A recent ownership change of the land that Culebra Peak resides on has come to the delight of many hikers in Colorado. Previously, only 50 people having completed between 50 and 53 14ers and who are members of the Colorado Mountain Club could apply to climb the peak one weekend each year. The new owners have become more liberal. They are allowing parties between 5 and 20 climbers to request to hike Culebra Peak and its neighboring Red Mountain, a Colorado Centennial, almost anytime that is convenient for the ranch. You are still required to contact the new owner and make the appropriate arrangements, but the mountain is much more assessable than it had been in the past. The trip comes at a cost of $100 for Culebra Peak and an additional $50 for Red Mountain per climber.
When Layne made a global invitation on a couple of climbing forums, I decided to sign up in order to bag the peaks before the rules change once again and also to meet a number of fellow hikers. I knew some of them only via the internet and email, so it was nice to put a face to the names. I met Layne, Amy, Scott, and Kevin in Colorado Springs, Colorado, around 10:00 on Wednesday to make the long drive to the trailhead of Colorado's southernmost 14er. Other than Layne almost turning an elk into a hood ornament, the drive down was uneventful.
Several vehicles were parked at the gated entrance to the ranch when we arrived around 12:30. I climbed into the back of my Trooper while the others quickly set up tents and crawled into their sleeping bags to escape the coolness of the night. Dogs barked, elk bugled, and coyotes howled all night long. Everyone woke around 6:00 to prepare for our prompt meeting with ranch personnel at 7:00. By 7:30, we had all become acquainted and were becoming concerned about the tardiness of the ranch hand that was to meet us. After a quick phone call, someone arrived to unlock the gate and escort us to the ranch.
At the ranch, we signed the liability waivers, handed over our fee, and consolidated vehicles to drive to the trailhead. Several people only climbing Culebra Peak stopped at 11,000' in order to gain 3,000', while the rest of us drove up to Fourway. The first mile continues on the road until it turns south at which point you leave the trail and begin to climb the grassy and rocky slopes towards the east. I tried to hang with Jim for a while, but he left me in his tracks after about 1,200' of climbing. I climbed Little Bear Peak with Jim last Spring. Shortly after Jim pulled away from me, Jeff passed me by.

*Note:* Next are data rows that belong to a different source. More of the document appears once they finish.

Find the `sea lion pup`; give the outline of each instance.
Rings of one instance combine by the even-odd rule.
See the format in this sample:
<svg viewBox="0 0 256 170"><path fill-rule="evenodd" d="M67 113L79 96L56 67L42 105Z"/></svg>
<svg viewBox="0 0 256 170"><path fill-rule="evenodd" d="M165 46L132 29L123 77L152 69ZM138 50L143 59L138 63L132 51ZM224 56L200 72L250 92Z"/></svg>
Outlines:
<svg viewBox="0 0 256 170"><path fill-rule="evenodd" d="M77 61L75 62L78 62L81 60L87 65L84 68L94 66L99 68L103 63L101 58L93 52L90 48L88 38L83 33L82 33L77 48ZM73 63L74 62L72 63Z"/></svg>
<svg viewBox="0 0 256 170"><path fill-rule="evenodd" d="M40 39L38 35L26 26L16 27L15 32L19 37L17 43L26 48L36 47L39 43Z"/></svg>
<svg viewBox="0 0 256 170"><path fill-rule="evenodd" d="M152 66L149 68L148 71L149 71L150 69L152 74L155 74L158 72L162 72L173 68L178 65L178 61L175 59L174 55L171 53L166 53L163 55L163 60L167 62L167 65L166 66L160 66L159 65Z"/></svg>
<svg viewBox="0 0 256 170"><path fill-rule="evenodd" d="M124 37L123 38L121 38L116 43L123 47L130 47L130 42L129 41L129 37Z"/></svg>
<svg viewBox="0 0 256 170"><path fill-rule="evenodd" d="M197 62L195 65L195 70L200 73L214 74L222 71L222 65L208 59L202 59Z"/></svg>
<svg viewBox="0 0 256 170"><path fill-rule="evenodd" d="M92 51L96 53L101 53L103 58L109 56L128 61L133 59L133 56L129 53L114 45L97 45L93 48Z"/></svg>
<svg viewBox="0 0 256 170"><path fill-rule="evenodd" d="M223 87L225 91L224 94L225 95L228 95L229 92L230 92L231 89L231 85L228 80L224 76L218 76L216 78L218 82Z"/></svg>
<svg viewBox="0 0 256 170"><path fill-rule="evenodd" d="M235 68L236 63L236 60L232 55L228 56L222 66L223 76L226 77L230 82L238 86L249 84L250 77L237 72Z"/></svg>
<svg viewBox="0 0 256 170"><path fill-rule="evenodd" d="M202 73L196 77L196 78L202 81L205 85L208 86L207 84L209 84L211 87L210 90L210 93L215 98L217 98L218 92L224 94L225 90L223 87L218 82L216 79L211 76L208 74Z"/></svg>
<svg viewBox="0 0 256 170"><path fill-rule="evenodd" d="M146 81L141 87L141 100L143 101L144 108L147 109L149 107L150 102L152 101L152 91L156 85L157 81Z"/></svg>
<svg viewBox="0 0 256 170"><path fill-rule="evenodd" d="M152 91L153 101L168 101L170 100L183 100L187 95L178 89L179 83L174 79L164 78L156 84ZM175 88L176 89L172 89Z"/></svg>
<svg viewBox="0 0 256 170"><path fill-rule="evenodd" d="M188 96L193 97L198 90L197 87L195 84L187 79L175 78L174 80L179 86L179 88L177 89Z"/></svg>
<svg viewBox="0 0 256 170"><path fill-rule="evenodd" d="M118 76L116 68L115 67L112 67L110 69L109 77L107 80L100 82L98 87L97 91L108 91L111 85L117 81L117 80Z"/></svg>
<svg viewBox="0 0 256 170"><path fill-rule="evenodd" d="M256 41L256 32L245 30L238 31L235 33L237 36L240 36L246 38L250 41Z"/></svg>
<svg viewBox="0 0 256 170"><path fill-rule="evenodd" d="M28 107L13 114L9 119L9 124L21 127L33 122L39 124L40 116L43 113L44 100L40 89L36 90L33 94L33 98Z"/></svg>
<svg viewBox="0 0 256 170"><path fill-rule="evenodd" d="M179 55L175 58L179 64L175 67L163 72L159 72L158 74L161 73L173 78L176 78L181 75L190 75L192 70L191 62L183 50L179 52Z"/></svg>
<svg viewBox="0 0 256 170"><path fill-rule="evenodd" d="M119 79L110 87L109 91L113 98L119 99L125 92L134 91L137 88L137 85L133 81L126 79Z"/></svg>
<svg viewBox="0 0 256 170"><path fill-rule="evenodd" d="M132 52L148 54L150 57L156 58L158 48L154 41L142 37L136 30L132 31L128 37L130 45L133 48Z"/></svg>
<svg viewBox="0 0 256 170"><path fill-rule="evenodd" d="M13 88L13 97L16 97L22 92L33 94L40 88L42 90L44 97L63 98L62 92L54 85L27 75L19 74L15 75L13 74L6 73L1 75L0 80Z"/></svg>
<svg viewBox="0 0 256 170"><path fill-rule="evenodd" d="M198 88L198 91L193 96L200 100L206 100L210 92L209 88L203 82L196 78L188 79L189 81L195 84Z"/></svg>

Upon reaching the crest of the ridge, Culebra Peak comes into sight. There is a cairn the size of a house that leads you to the northwest ridge. Hakan caught me at a small saddle below the false summit and slowly pulled away from me as Jeff and Jim were making good progress up the ridge. Everyone pretty much went their own pace and I actually ended up hiking alone most of the day. When I reached the false summit, I could see the climbing party was spread over the entire mountain. I made it to Culebra Peak after 1 hour and 55 minutes of hiking where Jim, Jeff, and Hakan were already relaxing on the summit.
After everyone arrived, we congratulated Layne for finishing the 14ers as he unloaded an entire base camp out of his pack. We took a group summit photo and those climbing Red Mountain departed promptly. With the late start of the day, nobody stayed on Red Mountain very long and we made our way back. I decided to bypass Culebra Peak on the return and made an ascending traverse back to the false summit before picking up the ridge and making my way back to the large cairn. From this point, Jim and I continued back to the road and his vehicle to relax in the sun for a while.
Jim and I thanked Layne for organizing the outing and said goodbye to those who hadn't already departed. Since Jim was heading to Creede, Colorado, to hike one of his few remaining Centennials, and I was going to the Sawatch Mountains, we decided to stop in Alamosa, Colorado, and have some mexican food along with a couple of Coronas. I had a great time on the hike and hope to hook up with some of the hikers I met to climb more mountains in the future. My total trail time was 5 hours and 50 minutes.